Challenges and Opportunities for the Catholic Church in Myanmar: the Church is in a privileged position of being able to reach people worst affected by HIV, in villages and towns where, often, no NGO has access and where locally-based or government led HIV-related care and prevention programmes are non-existent. Church personnel have the potential to provide at least basic care and support for people infected and affected, to educate about the infection and how it can be prevented, and to reduce the stigma and discrimination suffered by people infected and affected by HIV. HIV raises one of the biggest taboo subjects: sex. Thus open discussion of sexual health and sexual behaviours is difficult. Within church circles this taboo may be stronger. (The Letter goes on to highlight the needs of both those infected and affected by HIV and AIDS.) 

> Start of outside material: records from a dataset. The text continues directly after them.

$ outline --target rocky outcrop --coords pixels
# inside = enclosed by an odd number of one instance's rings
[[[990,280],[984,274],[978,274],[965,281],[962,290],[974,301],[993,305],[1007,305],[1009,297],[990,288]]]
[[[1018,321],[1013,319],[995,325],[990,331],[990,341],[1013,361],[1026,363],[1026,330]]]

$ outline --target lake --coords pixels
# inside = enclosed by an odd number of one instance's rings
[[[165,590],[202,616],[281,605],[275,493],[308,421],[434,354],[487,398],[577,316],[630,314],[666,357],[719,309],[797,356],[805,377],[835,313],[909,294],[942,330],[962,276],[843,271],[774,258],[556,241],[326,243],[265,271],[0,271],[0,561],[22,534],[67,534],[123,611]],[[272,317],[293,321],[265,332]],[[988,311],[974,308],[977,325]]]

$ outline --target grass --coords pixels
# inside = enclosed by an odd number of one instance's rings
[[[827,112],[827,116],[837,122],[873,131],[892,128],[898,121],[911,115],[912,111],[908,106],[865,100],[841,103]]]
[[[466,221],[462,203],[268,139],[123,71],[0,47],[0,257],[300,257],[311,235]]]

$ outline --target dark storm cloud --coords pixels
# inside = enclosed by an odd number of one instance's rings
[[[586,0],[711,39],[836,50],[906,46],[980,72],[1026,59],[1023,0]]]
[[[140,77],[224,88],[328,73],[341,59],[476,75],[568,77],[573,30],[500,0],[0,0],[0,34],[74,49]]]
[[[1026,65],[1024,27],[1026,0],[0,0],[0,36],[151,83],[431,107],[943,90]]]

How can the Church Respond? All who hold positions of leadership in the Church (bishops, priests, religious, catechists and lay leaders) need to be well informed about HIV and also about the ethical and moral questions raised by HIV. In every diocese, the Church must look to support all those within their geographic region who are affected by or vulnerable to HIV, and not just to Catholics or Christians. Bishops and priests are public figures in the communities they serve, they can lead by example in what they say and in what they do, for example:  

  • Every Sunday, priests and bishops have an opportunity to speak out. They can use their sermons to condemn any form of discrimination against people affected by HIV, to educate their communities about HIV and AIDS, and to address some of the root causes of infection in Myanmar.

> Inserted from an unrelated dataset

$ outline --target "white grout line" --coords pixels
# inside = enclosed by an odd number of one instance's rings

  • Bishops and priests can make sure that they and their parishioners are not judgemental in their words or actions, and that people living with HIV and their families are always welcome in the liturgies and wider activities of their Church communities.

  • Bishops and priests can encourage the diocese to seek alternative employment opportunities for young men and women whose present work options heighten their vulnerability to HIV.

  • Bishops and priests can visit people sick with AIDS, bringing them the sacraments and offering support to them and their families.

  • Bishops and priests can enable and encourage the HIV-related work of sisters and lay catechists. There are many examples where clergy say, "our people don't need to know about HIV/AIDS", or "our people would be scandalised if we talked about sex". In other instances, priests or bishops have stopped lay people from raising awareness about HIV, telling them they are not qualified to discuss these moral questions and even preventing them from giving scientifically proven sexual health information about HIV prevention. Such negative attitudes need to change if the Church is to offer any meaningful response to HIV/AIDS.

  • Bishops and priests can work in collaboration with leaders of other Christian churches and other faiths to offer a united response to the epidemic.  

We are aware of the magnitude of the task ahead of us. We share a common ideal with all who are working to eliminate the stigma and discrimination attached to HIV and we know that it is only through our mutual collaboration that we can realise the World AIDS Day Campaign aspiration to "Live and Let Live".

The letter then goes on to request all parish clergy to offer prayers in their parishes on Sunday December 7th for all who are living with HIV and AIDS. They also suggest some special prayers which might be used.